The performance statistics for both the December 2022 and March 2023 quarters were released simultaneously and in a new format that diminishes performance transparency. These data show APVMA timeframe performance for major pesticide applications sit at 86.4 per cent for the March quarter, following a dismal 82.8 per cent reported for the quarter ending December 2022. This decline in performance has occurred off a five per cent decline in actual number of applications but represents more than a 16 per cent decline in real, on-time performance over comparable six-month periods.
“Major pesticide application timeframes are a key metric for Australian farmers to obtain access to the latest modern and innovative crop protection and pest defence products. This is vitally important for the productivity, sustainability, and profitability of Australian farming,” said Chief Executive Officer of CropLife Australia, the national peak industry organisation for the plant science sector, Mr Matthew Cossey.
“Achieving $100 billion in agricultural production by 2030 depends on ensuring Australian farmers’ equal and timely access to the latest technologies available to their international competitors, especially innovative new crop protection products.”
“In the years leading up to 2022 the APVMA had made great strides, returning to a historically strong performance, reducing accumulated backlogs and improving assessment timeframes following the disastrous performance in 2017. Effective management, professional regulatory scientists and dedicated specialised staff at the APVMA had restored and maintained performance at or near 99 per cent processing within statutory timeframes since the September 2020 quarter. That is why this recent significant drop in performance is so concerning and a matter that the APVMA Board and interim management need to explain and address as a matter of urgency to maintain its standing as a world leading independent, technically proficient, and efficient Regulator.
Mr Cossey continued, “In May 2022 the APVMA Board was established by the federal government to supposedly improve governance, efficiency, and the strategic operations of the regulator, despite industry and other key stakeholders raising concerns about the nature, structure and cost of the initiative.

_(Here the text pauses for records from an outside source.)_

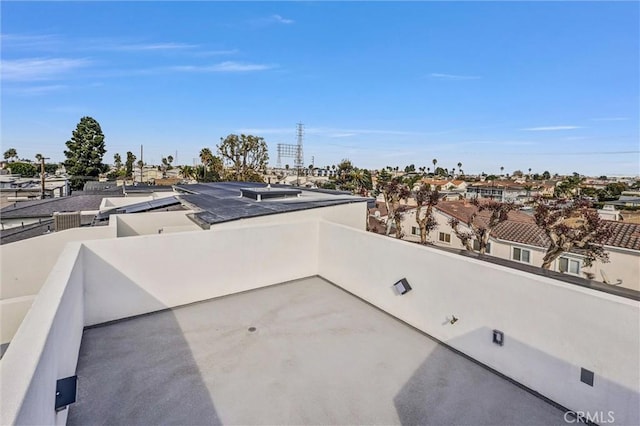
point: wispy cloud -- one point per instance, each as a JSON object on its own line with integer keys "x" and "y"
{"x": 140, "y": 47}
{"x": 452, "y": 77}
{"x": 227, "y": 66}
{"x": 29, "y": 41}
{"x": 341, "y": 135}
{"x": 218, "y": 52}
{"x": 37, "y": 69}
{"x": 35, "y": 90}
{"x": 550, "y": 128}
{"x": 281, "y": 20}
{"x": 610, "y": 119}
{"x": 334, "y": 132}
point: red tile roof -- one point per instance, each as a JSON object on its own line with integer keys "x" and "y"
{"x": 521, "y": 227}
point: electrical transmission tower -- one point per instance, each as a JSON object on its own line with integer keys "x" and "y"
{"x": 294, "y": 151}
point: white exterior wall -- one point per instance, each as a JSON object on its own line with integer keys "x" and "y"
{"x": 25, "y": 267}
{"x": 353, "y": 215}
{"x": 46, "y": 347}
{"x": 126, "y": 277}
{"x": 551, "y": 328}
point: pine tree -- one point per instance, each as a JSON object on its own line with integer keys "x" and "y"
{"x": 85, "y": 151}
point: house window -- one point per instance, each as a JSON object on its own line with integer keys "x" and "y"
{"x": 521, "y": 255}
{"x": 570, "y": 266}
{"x": 476, "y": 246}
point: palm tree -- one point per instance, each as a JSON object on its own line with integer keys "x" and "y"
{"x": 188, "y": 172}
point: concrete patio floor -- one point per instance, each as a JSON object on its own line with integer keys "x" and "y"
{"x": 318, "y": 355}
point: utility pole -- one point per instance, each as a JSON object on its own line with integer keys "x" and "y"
{"x": 141, "y": 164}
{"x": 42, "y": 175}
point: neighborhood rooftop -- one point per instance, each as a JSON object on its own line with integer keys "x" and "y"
{"x": 223, "y": 201}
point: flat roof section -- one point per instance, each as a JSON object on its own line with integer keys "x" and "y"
{"x": 304, "y": 352}
{"x": 219, "y": 202}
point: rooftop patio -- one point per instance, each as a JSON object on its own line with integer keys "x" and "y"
{"x": 348, "y": 352}
{"x": 304, "y": 352}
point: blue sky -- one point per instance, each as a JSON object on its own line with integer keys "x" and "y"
{"x": 541, "y": 85}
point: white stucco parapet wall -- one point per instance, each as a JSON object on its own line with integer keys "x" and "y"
{"x": 551, "y": 328}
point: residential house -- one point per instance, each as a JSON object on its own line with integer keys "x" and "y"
{"x": 519, "y": 239}
{"x": 301, "y": 316}
{"x": 507, "y": 191}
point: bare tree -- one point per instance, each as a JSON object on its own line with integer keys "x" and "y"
{"x": 480, "y": 230}
{"x": 573, "y": 225}
{"x": 425, "y": 197}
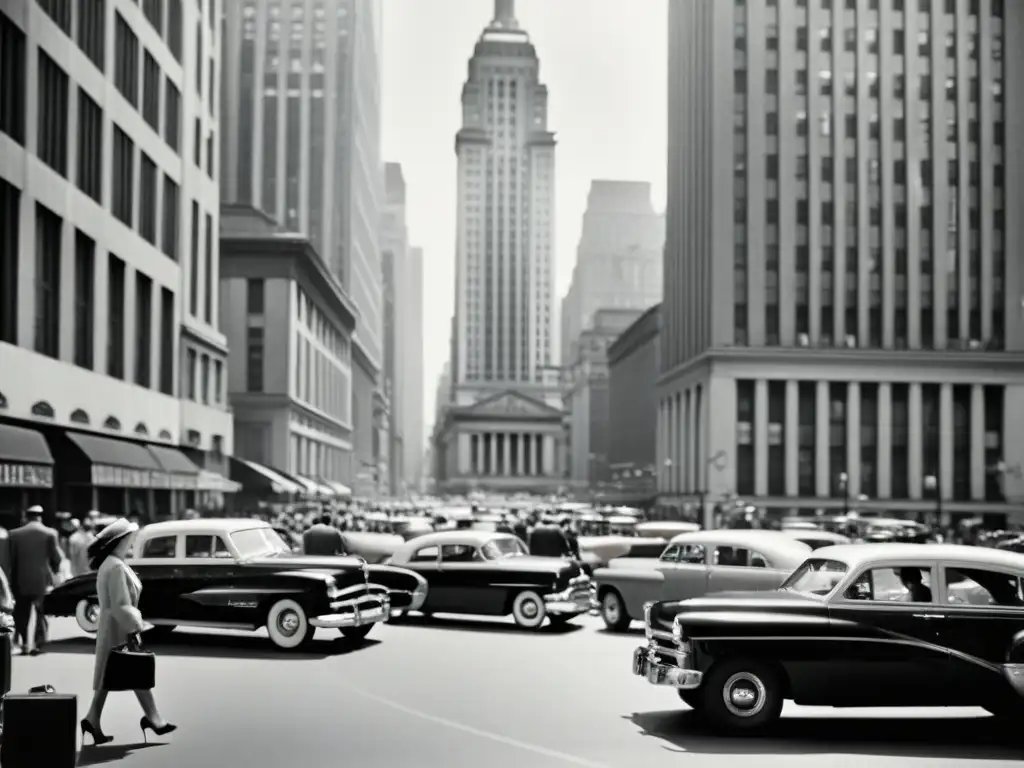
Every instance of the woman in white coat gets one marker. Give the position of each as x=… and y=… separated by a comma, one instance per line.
x=120, y=623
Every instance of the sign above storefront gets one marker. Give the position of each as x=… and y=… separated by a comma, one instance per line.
x=26, y=476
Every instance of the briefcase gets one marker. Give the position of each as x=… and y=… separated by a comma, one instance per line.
x=130, y=669
x=39, y=729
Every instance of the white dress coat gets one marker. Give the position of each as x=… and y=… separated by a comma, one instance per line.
x=118, y=589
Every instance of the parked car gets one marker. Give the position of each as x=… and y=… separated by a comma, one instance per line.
x=872, y=625
x=693, y=564
x=816, y=539
x=238, y=573
x=488, y=573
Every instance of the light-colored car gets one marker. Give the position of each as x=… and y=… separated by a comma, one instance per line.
x=695, y=564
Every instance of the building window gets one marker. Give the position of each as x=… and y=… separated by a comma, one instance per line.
x=90, y=146
x=85, y=272
x=91, y=22
x=10, y=199
x=255, y=295
x=143, y=329
x=254, y=359
x=52, y=115
x=172, y=116
x=48, y=230
x=154, y=10
x=204, y=392
x=174, y=28
x=125, y=60
x=194, y=264
x=151, y=91
x=123, y=196
x=59, y=11
x=208, y=271
x=147, y=200
x=167, y=332
x=12, y=80
x=190, y=374
x=116, y=317
x=170, y=223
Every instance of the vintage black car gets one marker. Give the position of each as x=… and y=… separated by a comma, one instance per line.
x=893, y=625
x=489, y=573
x=235, y=573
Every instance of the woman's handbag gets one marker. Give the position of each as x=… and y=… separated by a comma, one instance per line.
x=130, y=667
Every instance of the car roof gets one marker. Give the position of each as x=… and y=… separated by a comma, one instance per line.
x=766, y=542
x=856, y=555
x=206, y=525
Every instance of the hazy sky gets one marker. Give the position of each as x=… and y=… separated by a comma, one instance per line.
x=604, y=62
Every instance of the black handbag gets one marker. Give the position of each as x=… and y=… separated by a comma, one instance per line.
x=130, y=667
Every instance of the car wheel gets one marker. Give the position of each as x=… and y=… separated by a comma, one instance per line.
x=528, y=610
x=692, y=698
x=287, y=625
x=355, y=633
x=741, y=695
x=613, y=612
x=87, y=614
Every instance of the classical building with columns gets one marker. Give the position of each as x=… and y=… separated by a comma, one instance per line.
x=502, y=428
x=842, y=323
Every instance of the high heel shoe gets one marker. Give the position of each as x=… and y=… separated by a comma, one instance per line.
x=146, y=724
x=98, y=737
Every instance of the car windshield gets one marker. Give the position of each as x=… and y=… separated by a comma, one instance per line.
x=257, y=542
x=499, y=548
x=816, y=577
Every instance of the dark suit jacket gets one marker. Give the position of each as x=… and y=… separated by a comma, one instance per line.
x=548, y=541
x=35, y=557
x=323, y=540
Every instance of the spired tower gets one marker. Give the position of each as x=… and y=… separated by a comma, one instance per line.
x=503, y=430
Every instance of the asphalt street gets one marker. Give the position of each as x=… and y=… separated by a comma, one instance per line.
x=466, y=692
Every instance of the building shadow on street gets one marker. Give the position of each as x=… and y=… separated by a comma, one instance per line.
x=183, y=643
x=112, y=753
x=499, y=626
x=948, y=738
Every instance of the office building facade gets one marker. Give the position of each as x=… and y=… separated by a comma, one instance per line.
x=842, y=310
x=110, y=346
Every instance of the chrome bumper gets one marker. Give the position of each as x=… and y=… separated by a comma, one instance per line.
x=579, y=599
x=645, y=665
x=357, y=612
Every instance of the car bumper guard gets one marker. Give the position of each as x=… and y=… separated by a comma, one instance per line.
x=356, y=612
x=646, y=665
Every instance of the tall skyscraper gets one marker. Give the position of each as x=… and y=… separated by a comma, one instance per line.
x=110, y=340
x=301, y=141
x=619, y=260
x=505, y=267
x=842, y=316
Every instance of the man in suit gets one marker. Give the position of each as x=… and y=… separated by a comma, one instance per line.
x=547, y=540
x=36, y=557
x=323, y=538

The costs of this board are set to be borne by industry and the Australian farming sector from next year, while simultaneously paying for the significant opportunity costs of delayed access to innovative plant science solutions which this most recent performance data highlights. The Grains Industry estimated that the disastrous performance of the regulator in 2017 cost Australian farmers in excess of $500 million in lost productivity due to delayed access to the vital and innovative crop protection products available to their international competitors.
“CropLife Australia and our members remain committed to working with the Regulator, the Department and Government to implement efficiency measures that improve the performance and maintain the integrity and community confidence in the system and deliver better outcomes for Australian farmers,” Mr Cossey concluded.